Even as recently as May 29, ampicillin injections as well as emergency medicines supplied to patients at the Chest Diseases Hospital in Srinagar came under the scanner when, instead of showing signs of recovery, patients began developing various side-effects after the drugs were administered.

However, no one had connected the dots so far, till the scam blew up in their faces.

The annual consumption of drugs in Jammu and Kashmir is worth 75 million dollars, according to the Jammu-based Drug and Food Control Organisation. A good percentage of these drugs have routinely turned out to be suspect in random samplings by the laboratories of the drug control department. These findings have, however, never been made public.

Of the 2,000-odd samples collected in this latest round of inspection, at least 51 were found to be substandard. An official of the department admitted as much to IPS, but only after an assurance that he would not be named.

The Jammu-based Life Line Pharmaco Surgicals supplied the drug, on the strength of an authorisation certificate allegedly from Medley Pharmaceuticals Ltd, a Mumbai-based manufacturer of bulk drugs, which has been approved by the Jammu and Kashmir government to supply drugs to its hospitals.

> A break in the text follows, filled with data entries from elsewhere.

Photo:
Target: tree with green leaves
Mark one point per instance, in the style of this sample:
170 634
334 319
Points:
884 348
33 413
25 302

It later transpired that Affy Parenterals, an outfit based in the state of Himachal Pradesh with which Jammu and Kashmir shares its border in the south, had actually manufactured the drug.

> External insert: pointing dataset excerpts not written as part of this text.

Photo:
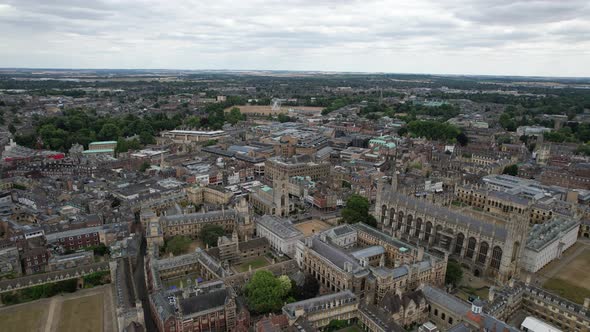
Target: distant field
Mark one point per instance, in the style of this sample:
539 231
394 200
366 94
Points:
267 109
26 317
573 280
256 263
312 227
353 328
82 314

Once in Jammu and Kashmir, the suspect drugs entered the state hospitals through a complex network of wholesale dealers and retailers. It is another sad commentary on the system that of the 4,100 drug stores in Kashmir, over 1,200 operate without licences, the official in the drug control department told IPS.

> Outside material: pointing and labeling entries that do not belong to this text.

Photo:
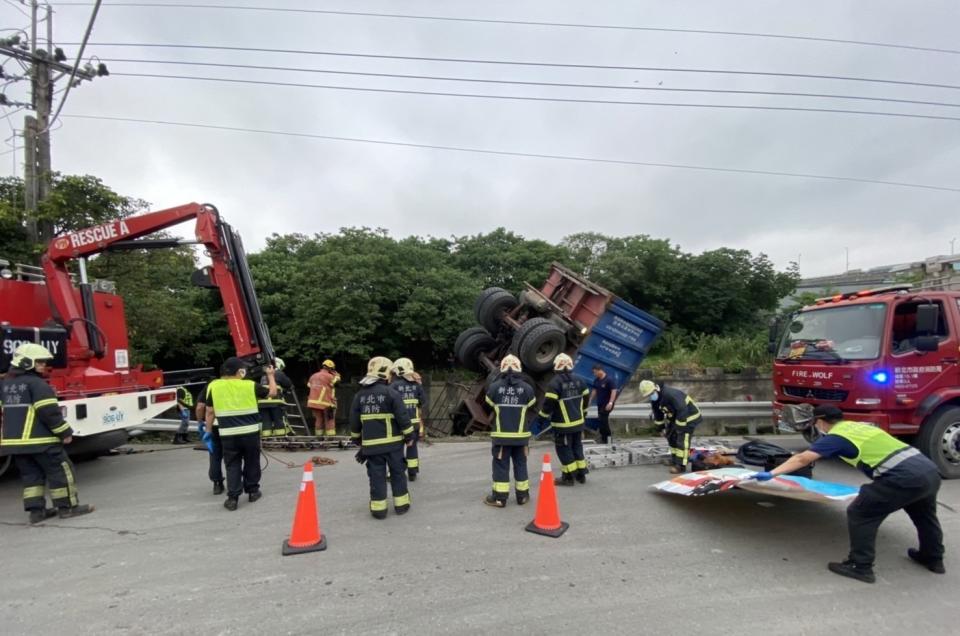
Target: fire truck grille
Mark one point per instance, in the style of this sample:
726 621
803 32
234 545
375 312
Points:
807 393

“And most of those who do have licences have got them after paying bribes,” he added.

As early as 2008, a report by the Associated Chambers of Commerce and Industry of India (ASSOCHAM), the country’s apex trade body, had stated that while most of the fake and substandard drug establishments worked out of the northern Indian states of Punjab, Haryana and Uttar Pradesh, the fake drug supply was fed particularly to Jammu and Kashmir, a state located in the country’s northern extremity.

So perturbed are the state’s people that even two months down the line, protests continue.

Members of civil society have staged demonstrations, while the Doctors Association of Kashmir (DAK) demanded that the former health minister of the state, Sham Lal, believed to be close to Life Line Pharmaco’s owner Ashok Kumar, be arrested.

He and the present director of the drug control department, activists say, are directly involved in the scam. They are alleged to have facilitated the entry of fake drugs by ignoring standard norms.

Given the scale of the public anger and the repeated call for strikes, the state government was forced to hand over the investigation to the crime branch. Jammu and Kashmir Chief Minister Omar Abdullah said that he had asked the State Vigilance Commission to probe the scandal as well.

But DAK has also filed a petition in the state high court, which directed the crime branch to carry out an objective investigation and issued summons to the former health minister and the other accused. No arrests have been made so far, although warrants have been issued against 15 people of the suspect companies.

Civil society is far from pacified by the promises of official inquiries. They are adamant on an independent probe.

“The investigation should be carried out by some reputed international agency, like Amnesty International, because the scandal amounts to attempted genocide,” Hameeda Nayeem, chairperson of the Kashmir Centre for Social and Development Studies (KCSDS), told IPS.

“What the government is doing is an eye-wash,” said DAK president Dr Nissar-ul-Hassan. “We demand that all the drugs being used in Kashmir be subjected to a quality check,” he told IPS.

The drug scandal comes as another blow to the already dismal healthcare scenario in the state. Lack of space, infrastructure and equipment are crippling, while low staff strength leans even heavier on the system.

The affluent class in Kashmir can afford to seek treatment outside the state. The poor, however, have no recourse but to rely on the public healthcare system in the state. Prayers appear to be the only palliative now that the system itself has taken ill.